鳥の飛行に必要な身体構造|鳥が空を飛ぶためにしていること

羽ばたく鳥

羽ばたく鳥

鳥は、自由に空を羽ばたけます。鳥の体に備わっている、飛行に必要な主要なパーツを紹介しています。この記事を読むことで、飛ぶために必要な仕組みを概ね理解できるでしょう。

▼目次

  1. 鳥の飛行に必要な身体構造
  2. ・飛行に必要なパーツ
  3. 鳥が空を飛ぶためにしていること
  4. ポイントのまとめ

鳥の飛行に必要な身体構造

鳥は大空を羽ばたいて飛びますが、飛ぶためには特別な身体が必要です。

 

・飛行に必要なパーツ

次に主要な飛行に必要な身体パーツを紹介します。

《大胸筋(だいきょうきん)》

大胸筋(だいきょうきん)は、翼を力強く羽ばたき下ろして飛ぶ時の前進力を生み出す筋肉です。飛ぶ鳥の身体の中では最も大きな運動器官になります。

 

《小胸筋(しょうきょうきん)》

小胸筋(しょうきょうきん)は、翼を羽ばたき上げる筋肉です。この筋肉は、それほど力を必要としないため、薄くて小さい筋肉で「大胸筋」の下に隠れています。鶏(にわとり)の場合は笹見(ささみ)肉と呼ばれています。

 

《気嚢(きのう)》

気嚢(きのう)は、いわゆる高性能エンジンのガス交換や燃料輸送などを担っている最も特殊な器官で、肺臓とつながって飛行という激しい運動で生じた体温の放熱もしています。

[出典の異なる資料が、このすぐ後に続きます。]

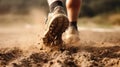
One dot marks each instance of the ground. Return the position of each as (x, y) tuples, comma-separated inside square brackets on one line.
[(20, 47)]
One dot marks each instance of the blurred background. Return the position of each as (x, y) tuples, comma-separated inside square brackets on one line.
[(94, 13)]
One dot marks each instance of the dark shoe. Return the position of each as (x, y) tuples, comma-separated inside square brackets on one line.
[(57, 22)]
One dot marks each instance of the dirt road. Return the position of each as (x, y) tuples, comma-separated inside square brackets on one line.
[(19, 47)]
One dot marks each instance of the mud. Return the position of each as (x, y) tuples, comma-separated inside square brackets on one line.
[(95, 49)]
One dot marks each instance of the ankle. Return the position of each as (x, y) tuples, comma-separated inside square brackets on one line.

気嚢(きのう)は、大きな袋状の臓器で、肺の活動をサポートしています。飛行する時に活躍する大胸筋と小胸筋に十分な酸素の供給をするためには、気嚢の力が必要です。

 

《竜骨突起(りゅうこつとっき)》

竜骨突起(りゅうこつとっき)は、「大胸筋」と「小胸筋」を支える特別な骨です。「竜骨突起」は、飛ぶための筋肉の支点になっています。

 

《烏かい骨(うかいこつ)》

烏かい骨(うかいこつ)は、胴体と翼をつなぐため鎖骨とは別の骨で、鳥類にある特別に発達した骨です。

 

鳥が空を飛ぶためにしていること

飛んでいるウミネコ

飛んでいるウミネコ

以上のようなパーツ類は、飛ぶために鳥が持っている特殊なパーツ類ですが、それ以外にも鳥は空を飛ぶために体を少しでも軽量にするなどの様々な工夫をしています。

 

《骨の軽量化》

鳥の骨は、空洞になっていて、全ての骨を合わせても全体重の5%程度と軽量です。空洞部には、支柱が交差していて強度を保っています。

 

《短い消化器官》

鳥は、体の軽量化のため強力な消化器官を持っていて、腸管は短くなっています。食べたものを直ぐに排泄するのも軽量化のためです。

 

《子孫を卵で産む》

鳥が子孫を卵で産んでから育てるという子育手法も、体の軽量化のために必要な手法です。

 

《優れた視力や反射機能》

高速で空を飛ぶ、鳥の視力は抜群に良くて、人の5-8倍以上と言われています。そして、小脳や神経の反射機能もかなり優れています。

 

《高い体温で運動能力アップ》

鳥の体温は40℃程と高温です。体温が高いと身体活動能力も高くなるため、空を飛ぶためには必要なのでしょう。心拍数は鳥の種類で異なります。小さなスズメは640-910回/分と、とてつもなく大きな心拍数ですが、白鳥は80回/分程です。スズメは体が小さいため、高体温を保つために心拍数を上げなければならないのでしょう。

 

《羽毛》

鳥の羽毛は、何よりも特徴的です。飛ぶためにはなくてはならないものですが、身体の保護も担っている鳥だけが持っているものです。

 

ポイントのまとめ

鳥は大空を羽ばたいて飛ぶため特別な身体が必要です。飛行に必要な主要なパーツを紹介してきましたが、

鳥は、体に備わっている仕組みを駆使しているだけでなく、生活の全てを飛行のために捧げているようです。

自由に飛行するためには、それぐらいの覚悟が必要なのでしょう。